Last week, there were new talks about the reforms in the 2005 Gambling Act in the UK, following a report showing the possible effects of introducing harsh measures to prevent gambling harm. Meanwhile, a member of parliament asked the broadcasting network ITV to stop promoting gambling during the European championship league.
The UK Gambling Commission also updated the data on the impact of lockdown measures on the gambling industry in the UK. The latest data released by the regulatory body covers the period between March 2020 and April 2021 and reflects the impact of the lockdown period on both land-based and online gambling operators.
ITV Asked to Stop Advertising Gambling During Euro 2020 Broadcasts
Ronnie Cowan, a member of Parliament, announced that the gambling industry should change and advised companies to shift their focus to tolerating gambling rather than promoting it. Cowan expressed his support of campaigns calling for actions that would prevent gambling-related harms.
Statistics show that every year, there are about 650 suicides related to gambling in the UK. Meanwhile, over one million people in the country are struggling with some form of gambling disorder. During the 2018 World Cup, the amount that was wagered on football matches was estimated to be about £2.3 billion. This exceeded the 2014 World Cup betting amount more than twice. While the World Cup 2018 tournaments were broadcasted, ITV alone was responsible for 172 gambling-related ads.
Cowan noted that the European Championships should be an event celebrating football rather than viewers being constantly exposed to gambling-related advertisements during every game. He believes that such advertisements would cause further harm, exposing more vulnerable viewers to gambling.
The MP backed the ban of gambling ads on ITV during the broadcasting of Euro 2020 in June. He noted that such advertisements could already be seen surrounding the playing area and anywhere else. With constant exposure, gambling is becoming more common and its normalisation among children and other individuals is becoming more serious.

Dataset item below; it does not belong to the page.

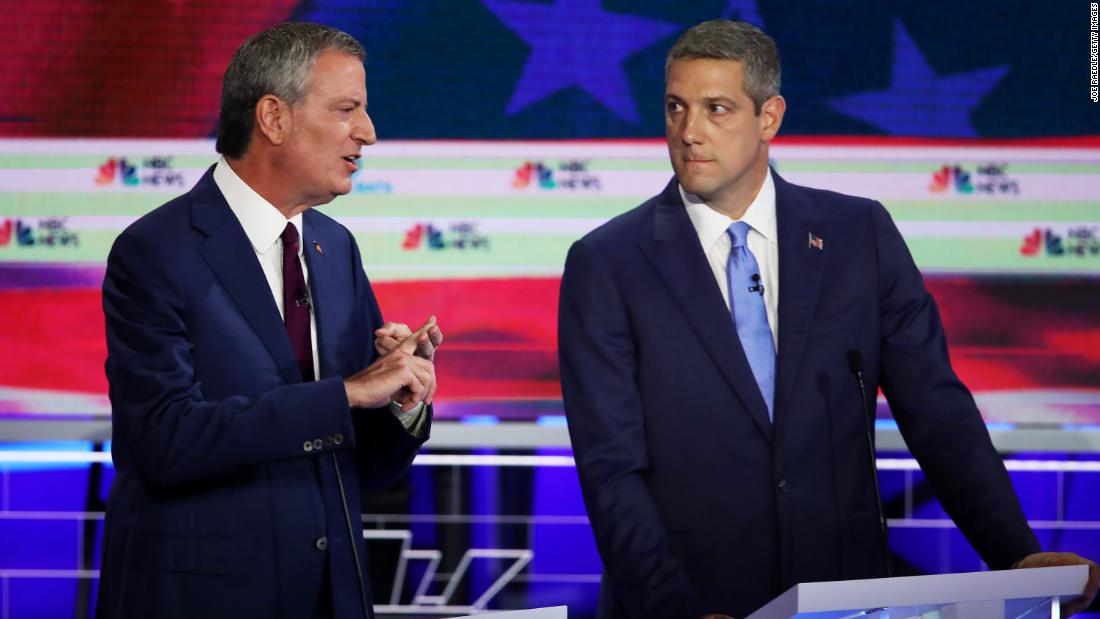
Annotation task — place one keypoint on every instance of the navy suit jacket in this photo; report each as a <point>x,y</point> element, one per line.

To comply with the “whistle to whistle” ban, ITV announced that most of the Euro 2020 matches it will broadcast will have no gambling ads. In addition to that, the broadcasting network announced that its gambling-related advertising during the European Championships will be reduced quite a lot compared to the number of gambling ads during the 2018 World Cup.
Report Shows the Cost of Implementing Reforms in the UK Gambling Industry
The summer of 2020 revealed a number of reports on the UK gambling industry, with plenty of reforms being proposed by the All Party Parliamentary Group (APPG) on Gambling Related Harm, the Peers for Gambling Reform, and the Social Markets Foundation (SMF). All of the proposals, however, were rejected by the gambling industry as there were pretty harsh measures like an in-play betting ban, deposit caps, and other controversial proposals. Recently, a new report showed what the real cost of implementing strict measures during the gambling industry reform could be.
The new report was conducted by Nera Economic Consulting and showed that measures like betting limits, the ban on gambling advertising, and affordability checks would cause the gambling industry a loss of between £696 million and £974 million a year.
The estimated yearly loss surpasses the reported overall profit of £697 million but the chair of Peers for Gambling Reform, Lord Foster, argued that this profit estimate does not cover the entire gambling industry in the UK. According to him, the reported estimates were based only on the profit from operators like Entain, Bet365, William Hill, Flutter and Camelot Group. This would mean that the real estimates for the entire gambling industry in the UK should be much higher.
Lord Forster believes that although the proposed reforms will affect the income of gambling companies, they will still be able to make a profit. According to the report, introducing the reforms will help reduce the gambling harm by lowering the participation rate in the UK. This would also cause changes in other entertainment sectors and the entire economy of the country. The report shows that reducing gambling activity can actually create new jobs, with potential employee earnings reaching £400 million.
In the meantime, the UK Gambling Commission published new data on the impact of the lockdown measures on the gambling industry in the UK. The updated data covers the period between March 2020 and April 2021, with the recent reopening of land-based gambling facilities bringing some changes to the gambling scene.
According to the newly published data, there was a 4% increase in the number of active accounts during March. There was also a 3% surge in gross gambling yield (GGY), with all estimates showing an increase in the gambling sector in the past few months. This being said, there was still a 2% decline in bets even though there was no significant change in the GGY generated from slots, maintaining £202 million for the period between March 2020 and April 2021.
There was also a 1% decrease in the number of active players and bets and the duration of an average gaming session dropped by almost 8% to 20.2 minutes. According to the data published by the UK Gambling Commission, there was also a decrease in the number of online slots sessions that lasted longer than an hour, dropping down by 4% to 2.6 million.
Even though the easing of the restrictions had begun, the regulator announced that it will continue to monitor the effect of the pandemic on the gambling industry in the UK.